The Income Tax Act, 2025 — effective from 1st April 2026 — introduces one of the most significant conceptual changes in Indian tax law: the unified Tax Year. For decades, taxpayers have navigated the confusing dual framework of "Previous Year" (when income is earned) and "Assessment Year" (when it is assessed). That ends now.

What Is the Tax Year?

Section 3 of the new Act defines "Tax Year" as the twelve-month period of the financial year commencing on 1st April. So Tax Year 2026-27 simply means April 1, 2026 to March 31, 2027. Income earned in this period is assessed in this period — no separate "AY 2027-28" reference.

For newly set up businesses, the tax year runs from the date of setup until the following March 31.

Why Does This Matter?

The dual-year system created endless confusion. Clients would ask: "Is my return for PY 2024-25 or AY 2025-26?" The answer was both — and neither was intuitive. The Tax Year concept eliminates this entirely.
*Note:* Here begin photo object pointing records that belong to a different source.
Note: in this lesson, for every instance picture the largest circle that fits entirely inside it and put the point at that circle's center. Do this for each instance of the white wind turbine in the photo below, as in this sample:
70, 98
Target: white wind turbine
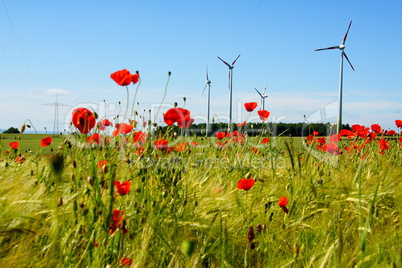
230, 66
341, 47
208, 84
263, 97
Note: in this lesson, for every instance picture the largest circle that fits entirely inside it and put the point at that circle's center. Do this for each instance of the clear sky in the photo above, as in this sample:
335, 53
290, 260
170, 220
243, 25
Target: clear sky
71, 48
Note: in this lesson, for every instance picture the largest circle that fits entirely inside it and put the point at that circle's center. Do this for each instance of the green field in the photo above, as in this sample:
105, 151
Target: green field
184, 208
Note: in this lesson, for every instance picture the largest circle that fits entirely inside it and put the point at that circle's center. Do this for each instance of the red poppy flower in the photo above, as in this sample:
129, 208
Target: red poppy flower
194, 143
398, 123
104, 123
335, 138
331, 148
283, 201
122, 128
220, 135
14, 145
245, 184
376, 128
20, 159
250, 106
264, 114
117, 222
101, 164
185, 122
46, 141
181, 147
265, 141
161, 144
123, 187
124, 77
220, 144
140, 137
384, 144
96, 138
174, 115
83, 119
126, 262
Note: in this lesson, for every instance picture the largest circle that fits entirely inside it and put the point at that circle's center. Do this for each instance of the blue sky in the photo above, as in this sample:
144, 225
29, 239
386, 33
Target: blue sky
71, 48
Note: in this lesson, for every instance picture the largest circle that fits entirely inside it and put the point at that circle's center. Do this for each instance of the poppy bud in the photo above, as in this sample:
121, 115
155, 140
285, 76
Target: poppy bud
57, 163
296, 249
188, 248
105, 169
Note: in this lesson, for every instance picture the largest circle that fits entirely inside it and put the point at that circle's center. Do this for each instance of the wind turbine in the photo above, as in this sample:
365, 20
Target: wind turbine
341, 47
230, 66
208, 83
263, 97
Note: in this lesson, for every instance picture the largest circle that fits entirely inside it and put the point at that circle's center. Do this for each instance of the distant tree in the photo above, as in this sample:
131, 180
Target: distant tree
12, 130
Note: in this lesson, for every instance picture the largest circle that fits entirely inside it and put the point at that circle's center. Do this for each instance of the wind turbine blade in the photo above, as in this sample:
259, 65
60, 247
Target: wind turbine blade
235, 60
346, 57
326, 48
346, 35
258, 92
224, 61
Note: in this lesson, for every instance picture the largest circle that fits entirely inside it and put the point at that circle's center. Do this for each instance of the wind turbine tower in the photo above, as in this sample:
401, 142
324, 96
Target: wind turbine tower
56, 114
230, 66
341, 47
208, 84
263, 97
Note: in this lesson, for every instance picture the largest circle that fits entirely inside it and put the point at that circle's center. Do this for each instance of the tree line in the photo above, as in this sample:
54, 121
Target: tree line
255, 129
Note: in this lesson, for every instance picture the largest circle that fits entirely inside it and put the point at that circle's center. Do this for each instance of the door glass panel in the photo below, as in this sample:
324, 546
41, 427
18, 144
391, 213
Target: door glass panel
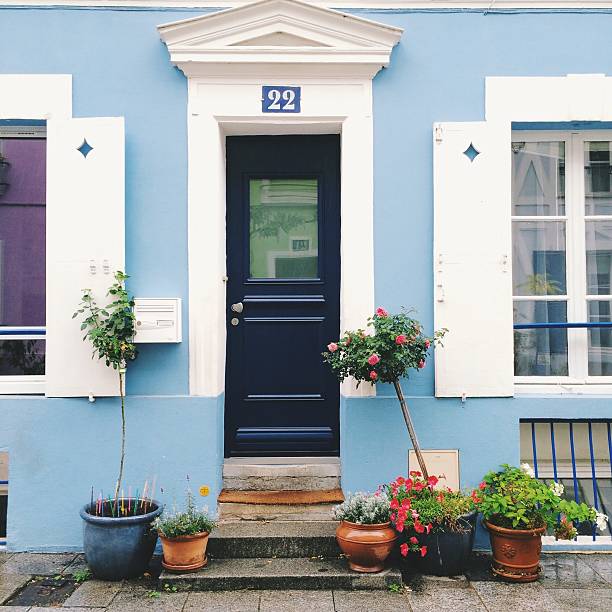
597, 191
538, 257
538, 178
283, 228
540, 352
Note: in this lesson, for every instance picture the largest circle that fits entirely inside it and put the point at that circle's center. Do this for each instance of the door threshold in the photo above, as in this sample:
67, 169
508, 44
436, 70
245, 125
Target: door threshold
281, 460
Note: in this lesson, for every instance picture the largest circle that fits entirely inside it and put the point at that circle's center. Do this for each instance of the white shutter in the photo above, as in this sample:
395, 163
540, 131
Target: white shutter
473, 259
85, 244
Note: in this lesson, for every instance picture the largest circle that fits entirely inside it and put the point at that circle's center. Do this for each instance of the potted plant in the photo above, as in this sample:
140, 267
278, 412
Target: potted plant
517, 510
392, 346
437, 526
365, 534
117, 534
184, 537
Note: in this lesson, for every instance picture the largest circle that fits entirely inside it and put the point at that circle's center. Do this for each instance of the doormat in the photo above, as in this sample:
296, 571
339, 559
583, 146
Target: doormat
44, 592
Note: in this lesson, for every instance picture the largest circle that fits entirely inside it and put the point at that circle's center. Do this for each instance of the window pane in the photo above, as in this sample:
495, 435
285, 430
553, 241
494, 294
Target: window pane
540, 352
600, 340
284, 228
538, 257
22, 231
19, 357
598, 256
597, 192
538, 178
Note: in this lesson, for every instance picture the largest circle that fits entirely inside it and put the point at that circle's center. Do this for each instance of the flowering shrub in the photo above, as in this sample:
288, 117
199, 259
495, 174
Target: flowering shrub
417, 508
515, 499
363, 509
394, 344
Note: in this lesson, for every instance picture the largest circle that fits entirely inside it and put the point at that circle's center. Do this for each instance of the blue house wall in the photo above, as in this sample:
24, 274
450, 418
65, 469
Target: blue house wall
60, 448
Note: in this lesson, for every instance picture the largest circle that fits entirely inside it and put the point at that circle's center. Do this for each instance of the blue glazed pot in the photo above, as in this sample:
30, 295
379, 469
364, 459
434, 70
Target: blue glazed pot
118, 548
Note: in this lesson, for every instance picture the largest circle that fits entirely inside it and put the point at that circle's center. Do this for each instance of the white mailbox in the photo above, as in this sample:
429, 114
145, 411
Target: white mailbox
158, 320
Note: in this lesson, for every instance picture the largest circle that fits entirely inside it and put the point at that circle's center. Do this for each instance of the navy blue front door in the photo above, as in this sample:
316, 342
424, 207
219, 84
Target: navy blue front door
283, 294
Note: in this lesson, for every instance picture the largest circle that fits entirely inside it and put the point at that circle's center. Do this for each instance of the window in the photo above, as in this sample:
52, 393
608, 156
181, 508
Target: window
22, 258
562, 255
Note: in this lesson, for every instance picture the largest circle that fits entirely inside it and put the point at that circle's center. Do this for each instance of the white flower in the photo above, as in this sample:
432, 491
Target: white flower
527, 469
557, 488
602, 520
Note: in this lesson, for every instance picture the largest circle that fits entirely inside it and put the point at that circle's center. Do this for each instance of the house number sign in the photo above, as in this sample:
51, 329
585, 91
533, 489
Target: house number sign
280, 99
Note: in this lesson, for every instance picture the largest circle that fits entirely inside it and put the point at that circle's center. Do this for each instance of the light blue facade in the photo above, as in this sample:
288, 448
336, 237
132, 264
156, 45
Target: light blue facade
60, 448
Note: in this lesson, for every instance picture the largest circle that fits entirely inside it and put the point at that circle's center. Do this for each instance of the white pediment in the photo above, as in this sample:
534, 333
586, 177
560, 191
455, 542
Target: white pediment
279, 32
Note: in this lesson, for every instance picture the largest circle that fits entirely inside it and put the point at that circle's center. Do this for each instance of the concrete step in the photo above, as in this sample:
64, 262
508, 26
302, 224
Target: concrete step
310, 574
281, 474
278, 539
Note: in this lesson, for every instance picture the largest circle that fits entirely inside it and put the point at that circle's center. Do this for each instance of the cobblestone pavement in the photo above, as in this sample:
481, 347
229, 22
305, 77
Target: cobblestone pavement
569, 582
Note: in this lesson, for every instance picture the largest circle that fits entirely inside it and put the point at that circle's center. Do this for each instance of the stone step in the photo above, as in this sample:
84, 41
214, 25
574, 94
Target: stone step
302, 573
281, 474
280, 539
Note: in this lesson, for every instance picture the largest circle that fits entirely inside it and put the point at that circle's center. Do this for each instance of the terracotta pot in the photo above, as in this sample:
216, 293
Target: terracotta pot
516, 552
366, 546
184, 553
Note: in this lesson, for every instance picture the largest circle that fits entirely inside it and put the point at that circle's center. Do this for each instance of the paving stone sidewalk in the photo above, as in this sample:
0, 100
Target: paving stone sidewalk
569, 582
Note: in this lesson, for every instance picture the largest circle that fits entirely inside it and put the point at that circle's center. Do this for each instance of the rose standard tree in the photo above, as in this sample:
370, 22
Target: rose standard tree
392, 345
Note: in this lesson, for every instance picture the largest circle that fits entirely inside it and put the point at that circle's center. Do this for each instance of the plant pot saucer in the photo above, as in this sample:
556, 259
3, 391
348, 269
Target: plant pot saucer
184, 569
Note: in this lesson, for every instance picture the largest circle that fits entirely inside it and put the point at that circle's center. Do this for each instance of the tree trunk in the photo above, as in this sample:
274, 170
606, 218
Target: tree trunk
122, 394
411, 432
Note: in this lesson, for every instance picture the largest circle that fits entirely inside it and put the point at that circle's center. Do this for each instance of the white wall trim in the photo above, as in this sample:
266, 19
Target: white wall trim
226, 99
478, 5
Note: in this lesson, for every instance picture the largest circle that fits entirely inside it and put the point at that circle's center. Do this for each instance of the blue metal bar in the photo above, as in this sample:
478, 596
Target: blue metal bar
22, 332
535, 450
593, 477
560, 325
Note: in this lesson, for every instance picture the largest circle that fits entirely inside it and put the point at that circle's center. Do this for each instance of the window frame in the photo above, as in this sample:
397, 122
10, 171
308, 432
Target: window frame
27, 383
576, 297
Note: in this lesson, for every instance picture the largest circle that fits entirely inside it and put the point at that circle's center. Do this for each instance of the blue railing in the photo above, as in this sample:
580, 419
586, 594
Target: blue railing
564, 454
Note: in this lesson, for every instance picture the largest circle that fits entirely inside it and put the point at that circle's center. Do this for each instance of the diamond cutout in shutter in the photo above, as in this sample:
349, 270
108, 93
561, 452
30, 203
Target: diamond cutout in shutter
471, 152
85, 148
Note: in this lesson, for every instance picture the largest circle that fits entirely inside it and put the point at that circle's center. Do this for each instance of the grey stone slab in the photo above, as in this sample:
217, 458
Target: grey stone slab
93, 594
568, 571
527, 597
223, 601
37, 564
133, 598
445, 600
601, 563
369, 601
593, 600
296, 601
9, 583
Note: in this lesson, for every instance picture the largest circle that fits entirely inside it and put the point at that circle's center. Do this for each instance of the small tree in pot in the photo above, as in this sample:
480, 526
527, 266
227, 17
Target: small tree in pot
118, 540
396, 346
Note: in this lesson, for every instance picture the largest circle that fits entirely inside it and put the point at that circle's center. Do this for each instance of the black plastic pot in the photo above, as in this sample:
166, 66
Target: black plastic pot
118, 548
448, 552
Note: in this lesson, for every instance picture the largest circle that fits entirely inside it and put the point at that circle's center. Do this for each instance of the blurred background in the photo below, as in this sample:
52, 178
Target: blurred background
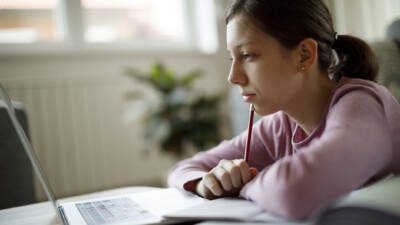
78, 68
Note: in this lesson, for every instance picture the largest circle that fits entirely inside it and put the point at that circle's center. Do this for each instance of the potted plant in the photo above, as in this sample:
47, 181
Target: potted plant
178, 118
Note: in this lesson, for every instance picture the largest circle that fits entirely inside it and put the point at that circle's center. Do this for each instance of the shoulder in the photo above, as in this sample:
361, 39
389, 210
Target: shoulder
357, 99
353, 89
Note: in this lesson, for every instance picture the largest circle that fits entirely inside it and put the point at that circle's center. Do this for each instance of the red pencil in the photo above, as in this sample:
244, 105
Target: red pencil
249, 131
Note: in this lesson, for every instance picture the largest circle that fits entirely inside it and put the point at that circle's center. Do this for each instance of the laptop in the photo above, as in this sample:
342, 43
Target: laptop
158, 206
135, 208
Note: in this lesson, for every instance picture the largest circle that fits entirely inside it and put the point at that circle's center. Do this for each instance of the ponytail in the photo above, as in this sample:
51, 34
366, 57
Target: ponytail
355, 59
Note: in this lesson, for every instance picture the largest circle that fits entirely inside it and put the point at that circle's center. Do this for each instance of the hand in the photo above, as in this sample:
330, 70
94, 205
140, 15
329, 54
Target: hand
226, 179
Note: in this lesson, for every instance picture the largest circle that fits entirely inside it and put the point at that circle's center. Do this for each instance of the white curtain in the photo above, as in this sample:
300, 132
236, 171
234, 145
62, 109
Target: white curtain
367, 19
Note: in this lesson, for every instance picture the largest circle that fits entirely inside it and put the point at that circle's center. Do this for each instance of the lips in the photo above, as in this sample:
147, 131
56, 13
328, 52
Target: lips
247, 97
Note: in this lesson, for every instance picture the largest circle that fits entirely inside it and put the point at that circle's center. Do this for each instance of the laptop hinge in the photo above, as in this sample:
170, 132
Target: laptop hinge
62, 214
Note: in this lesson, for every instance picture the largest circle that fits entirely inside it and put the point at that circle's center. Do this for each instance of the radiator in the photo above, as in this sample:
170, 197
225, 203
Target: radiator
80, 138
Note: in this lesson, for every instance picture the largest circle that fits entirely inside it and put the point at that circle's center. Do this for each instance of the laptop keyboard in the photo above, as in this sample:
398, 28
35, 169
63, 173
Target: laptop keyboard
113, 210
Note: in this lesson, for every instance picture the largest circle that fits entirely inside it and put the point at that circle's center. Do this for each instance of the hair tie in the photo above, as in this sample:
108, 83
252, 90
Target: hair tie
335, 38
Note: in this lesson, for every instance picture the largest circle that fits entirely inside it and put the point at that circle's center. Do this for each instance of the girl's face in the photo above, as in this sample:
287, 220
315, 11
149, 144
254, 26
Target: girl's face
266, 72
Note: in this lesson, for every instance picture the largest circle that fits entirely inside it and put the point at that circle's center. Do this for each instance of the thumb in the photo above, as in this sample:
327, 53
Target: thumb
253, 171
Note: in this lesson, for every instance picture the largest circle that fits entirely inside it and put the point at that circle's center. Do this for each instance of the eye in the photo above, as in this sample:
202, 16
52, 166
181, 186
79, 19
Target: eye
246, 56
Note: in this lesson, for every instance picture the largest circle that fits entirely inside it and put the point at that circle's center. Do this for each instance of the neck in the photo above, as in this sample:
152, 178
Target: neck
312, 101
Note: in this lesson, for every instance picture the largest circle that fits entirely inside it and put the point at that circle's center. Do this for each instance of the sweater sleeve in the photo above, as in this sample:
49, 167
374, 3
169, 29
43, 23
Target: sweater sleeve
261, 155
354, 146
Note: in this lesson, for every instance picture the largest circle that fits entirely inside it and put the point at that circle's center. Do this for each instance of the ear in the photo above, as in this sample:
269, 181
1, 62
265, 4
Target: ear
307, 52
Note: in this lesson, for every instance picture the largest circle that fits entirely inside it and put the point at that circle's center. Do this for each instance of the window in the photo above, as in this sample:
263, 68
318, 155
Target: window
112, 25
28, 21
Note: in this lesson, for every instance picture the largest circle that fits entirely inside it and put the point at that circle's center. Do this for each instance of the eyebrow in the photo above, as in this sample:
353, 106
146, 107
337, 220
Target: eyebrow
241, 44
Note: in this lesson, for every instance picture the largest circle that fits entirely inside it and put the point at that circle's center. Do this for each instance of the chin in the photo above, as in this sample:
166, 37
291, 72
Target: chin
264, 111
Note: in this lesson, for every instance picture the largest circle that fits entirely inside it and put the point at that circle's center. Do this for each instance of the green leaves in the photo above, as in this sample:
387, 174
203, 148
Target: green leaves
178, 121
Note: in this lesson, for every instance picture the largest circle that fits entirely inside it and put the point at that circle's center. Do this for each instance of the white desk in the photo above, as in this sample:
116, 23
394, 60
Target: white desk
384, 195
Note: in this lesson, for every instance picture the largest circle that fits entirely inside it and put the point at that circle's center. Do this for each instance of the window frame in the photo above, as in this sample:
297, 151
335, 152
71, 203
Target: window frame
72, 42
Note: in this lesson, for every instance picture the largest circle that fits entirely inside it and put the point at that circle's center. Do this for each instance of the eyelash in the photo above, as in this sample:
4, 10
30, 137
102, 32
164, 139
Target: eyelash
244, 56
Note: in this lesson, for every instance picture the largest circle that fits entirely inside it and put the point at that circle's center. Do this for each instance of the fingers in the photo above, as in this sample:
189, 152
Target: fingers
245, 173
212, 184
253, 171
226, 179
223, 177
234, 172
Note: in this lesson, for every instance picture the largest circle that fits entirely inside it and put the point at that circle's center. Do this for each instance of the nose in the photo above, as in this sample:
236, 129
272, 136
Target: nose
236, 75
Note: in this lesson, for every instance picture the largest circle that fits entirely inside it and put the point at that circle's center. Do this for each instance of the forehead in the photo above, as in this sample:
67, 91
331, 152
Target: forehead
241, 31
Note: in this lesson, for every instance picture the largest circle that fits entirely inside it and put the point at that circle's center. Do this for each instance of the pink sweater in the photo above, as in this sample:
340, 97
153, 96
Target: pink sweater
357, 141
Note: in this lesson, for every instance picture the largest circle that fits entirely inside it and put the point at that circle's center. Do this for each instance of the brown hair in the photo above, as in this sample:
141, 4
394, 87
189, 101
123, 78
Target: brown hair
291, 21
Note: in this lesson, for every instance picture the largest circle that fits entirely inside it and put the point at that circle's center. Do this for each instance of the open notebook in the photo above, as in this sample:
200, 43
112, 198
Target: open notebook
168, 205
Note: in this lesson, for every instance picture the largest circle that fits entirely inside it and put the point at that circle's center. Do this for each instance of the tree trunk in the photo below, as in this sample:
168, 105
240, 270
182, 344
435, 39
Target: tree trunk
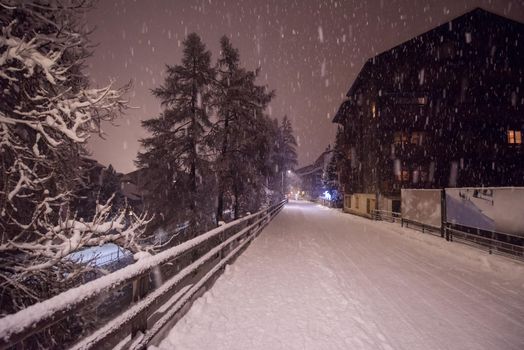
220, 204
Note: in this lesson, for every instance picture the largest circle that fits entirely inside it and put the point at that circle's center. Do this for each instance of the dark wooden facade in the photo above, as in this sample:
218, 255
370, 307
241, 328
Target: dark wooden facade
444, 109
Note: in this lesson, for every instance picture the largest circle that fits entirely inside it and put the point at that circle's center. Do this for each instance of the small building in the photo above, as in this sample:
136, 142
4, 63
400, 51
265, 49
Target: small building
444, 109
311, 175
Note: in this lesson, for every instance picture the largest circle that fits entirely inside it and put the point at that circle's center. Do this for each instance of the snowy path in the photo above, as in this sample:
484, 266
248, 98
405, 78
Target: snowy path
320, 279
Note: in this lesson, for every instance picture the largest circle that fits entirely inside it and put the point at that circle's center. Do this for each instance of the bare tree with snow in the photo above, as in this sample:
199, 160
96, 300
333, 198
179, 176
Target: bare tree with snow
47, 113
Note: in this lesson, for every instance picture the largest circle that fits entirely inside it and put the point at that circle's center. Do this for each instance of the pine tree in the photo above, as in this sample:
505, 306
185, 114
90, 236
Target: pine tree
240, 104
285, 152
174, 159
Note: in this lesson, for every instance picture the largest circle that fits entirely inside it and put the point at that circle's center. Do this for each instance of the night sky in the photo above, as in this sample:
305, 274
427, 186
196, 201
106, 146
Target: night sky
309, 52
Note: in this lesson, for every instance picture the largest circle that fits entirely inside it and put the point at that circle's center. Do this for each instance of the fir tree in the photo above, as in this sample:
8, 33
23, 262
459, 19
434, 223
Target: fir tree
285, 151
236, 135
174, 157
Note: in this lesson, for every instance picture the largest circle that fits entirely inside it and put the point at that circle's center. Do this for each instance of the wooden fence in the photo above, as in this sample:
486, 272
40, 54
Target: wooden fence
163, 287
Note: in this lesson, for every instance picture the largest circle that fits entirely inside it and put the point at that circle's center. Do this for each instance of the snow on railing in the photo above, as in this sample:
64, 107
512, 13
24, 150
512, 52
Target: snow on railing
222, 243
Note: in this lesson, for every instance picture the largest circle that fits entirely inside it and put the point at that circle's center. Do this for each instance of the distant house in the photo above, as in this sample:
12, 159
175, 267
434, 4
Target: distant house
311, 175
444, 109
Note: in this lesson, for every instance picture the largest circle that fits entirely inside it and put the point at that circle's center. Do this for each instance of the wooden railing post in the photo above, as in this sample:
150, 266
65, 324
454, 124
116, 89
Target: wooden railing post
140, 290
India now aligns with international practice. The US, UK, Australia, and New Zealand all use a single tax year reference. For cross-border professionals and NRIs, this simplification is particularly welcome.

Practical Implications

  • ITR Forms: Will reference a single Tax Year instead of AY/PY combinations
  • TDS Certificates: Form 16 is replaced by Form 130, Form 16A by Form 131
  • Due Dates: All deadlines, interest calculations under Sections 234A/B/C, and penalty triggers are anchored to one Tax Year
  • Return Filing: ITR-3 and ITR-4 (non-audit) deadline extended from 31 July to 31 August
  • Revised Returns: Filing deadline extended from 9 months to 12 months (now 31 March)

The Bigger Picture

The new Act reduced total sections from 819 to 536. TDS provisions alone went from 65 sections to just 13. Section numbering is now standalone — no more confusing series like 115A through 115WM.

The Tax Year change is not just cosmetic. It represents a genuine simplification that will reduce compliance burden and litigation over technical interpretation of year references. Every tax professional should update their systems, templates, and client communications to reflect this change before the first filing season under the new Act.